Ornamental trees represent a major investment in any home landscape. Nothing is more discouraging than spending your time and money to purchase and plant an ornamental tree only to have it damaged by hungry deer. No plants are completely deer proof, but choosing plants that are deer resistant can help to protect that investment.
Evergreen trees are prickly and don't taste good to deer. Spruce, juniper and holly are all examples of evergreen trees that are beautiful in the landscape and have the added value of deer resistance. Evergreens have the added benefit of easy care. They come in a variety of shapes and sizes to fit any landscape.
Deer resistant deciduous ornamental trees are not so numerous. Deer resistant ornamental shrubs are far more prevalent. Since a good landscape design will have both trees and shrubs, planning a landscape that is both beautiful and deer unfriendly should be fairly simple.
Deer may not care for certain trees or other plants for a variety of reasons. Some trees don't taste good. Others don't smell good. Still others are prickly or too tough. Some trees taste good only when they are young and tender. Deer also may have individual tastes. What tastes good to one may not appeal to another. Making a pointed effort to plant only trees, shrubs, flowers and bulbs not friendly to deer is the best way to keep them from visiting your yard.
As deer populations increase, they cannot afford to be picky when foraging for food.
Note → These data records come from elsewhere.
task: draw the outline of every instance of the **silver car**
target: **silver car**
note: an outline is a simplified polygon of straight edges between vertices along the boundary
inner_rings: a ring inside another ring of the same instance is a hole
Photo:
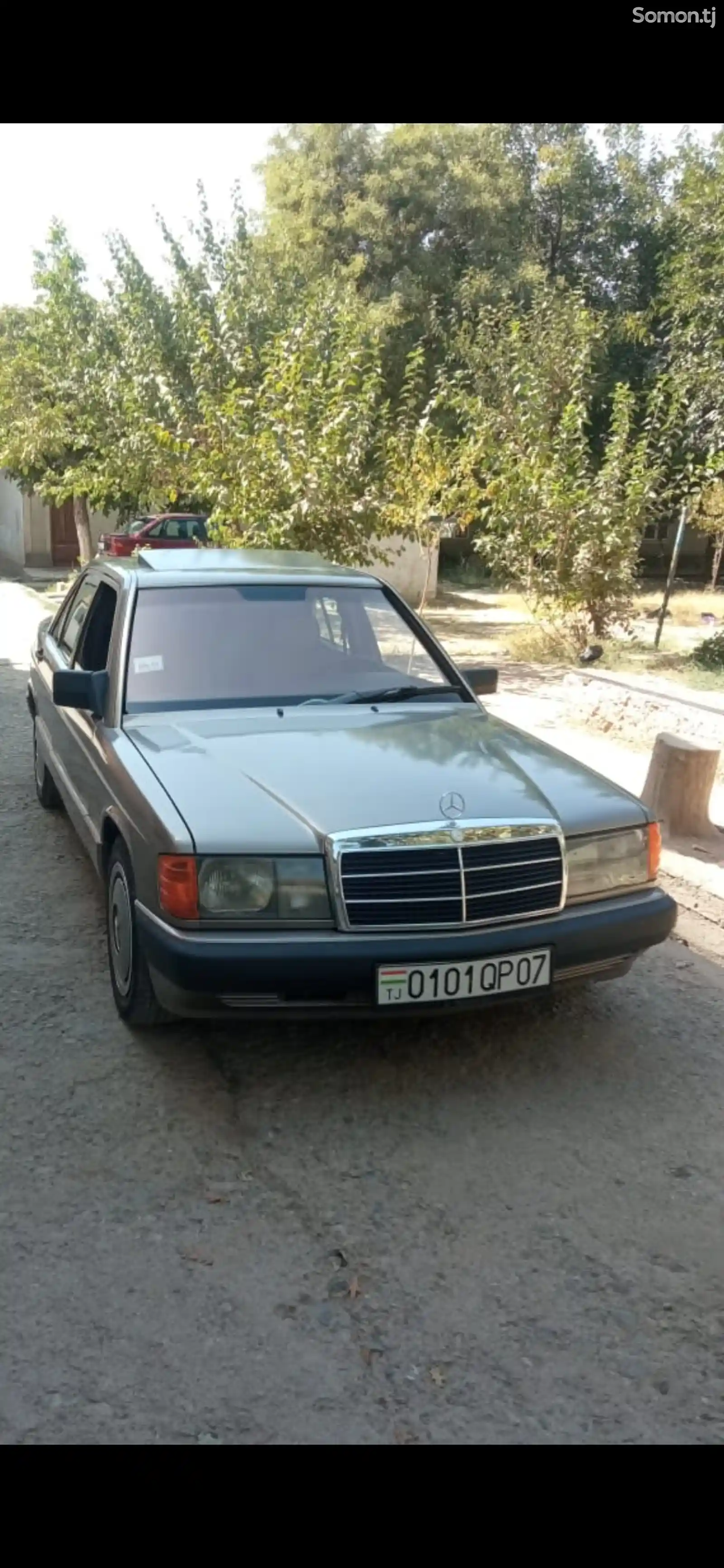
[[[459,1010],[664,941],[656,823],[495,687],[311,555],[82,572],[31,655],[35,779],[104,880],[121,1018]]]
Plants that deer did not like to eat last year may taste just fine to a hungrier deer population this year. Planting known deer resistant trees, shrubs, plants and bulbs will help keep deer from visiting your yard.
This means that you may have to give up some of your old favorites. Hostas may be all the rage, but unless you are willing to put up deer fencing, you will probably suffer deer foraging in your garden. And if the deer come for the hostas they might as well stay and munch on your expensive ornamental trees. Replace hostas with a known deer resistant plant like foxglove.
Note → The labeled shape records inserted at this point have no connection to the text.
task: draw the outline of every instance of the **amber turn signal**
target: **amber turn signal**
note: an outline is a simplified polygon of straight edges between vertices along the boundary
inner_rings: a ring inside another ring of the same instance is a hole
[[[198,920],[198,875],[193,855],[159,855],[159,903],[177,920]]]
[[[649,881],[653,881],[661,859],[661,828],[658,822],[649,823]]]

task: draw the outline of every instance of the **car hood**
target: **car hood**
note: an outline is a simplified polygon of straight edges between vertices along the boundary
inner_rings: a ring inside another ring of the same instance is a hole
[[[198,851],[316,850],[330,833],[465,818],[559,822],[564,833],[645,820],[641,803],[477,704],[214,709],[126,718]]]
There are hundreds of deer resistant plants to choose from. Visit several local tree nurseries and ask the staff for ornamental trees that are both deer resistant and appropriate for your landscape. Some of the best choices are evergreens such as Norway spruce, holly and boxwood. Any of these trees can be planted alone as a specimen tree or in groups. Japanese maples, tri-color beech and European white birch are also known to be deer resistant trees. Some flowering trees to look for include kousa dogwood, western red bud and flowering hawthorn.
There are many ideas, theories and practices for deer proofing your landscape. Some work some of the time and a few may work all the time. Most are time consuming, expensive or unreliable over time. Beginning with trees, shrubs, plants and bulbs that deer naturally don't care to eat is the surest way to keep these foragers away from your landscape. Protect your landscape investment from the start by planting only plants that are known deer resistant.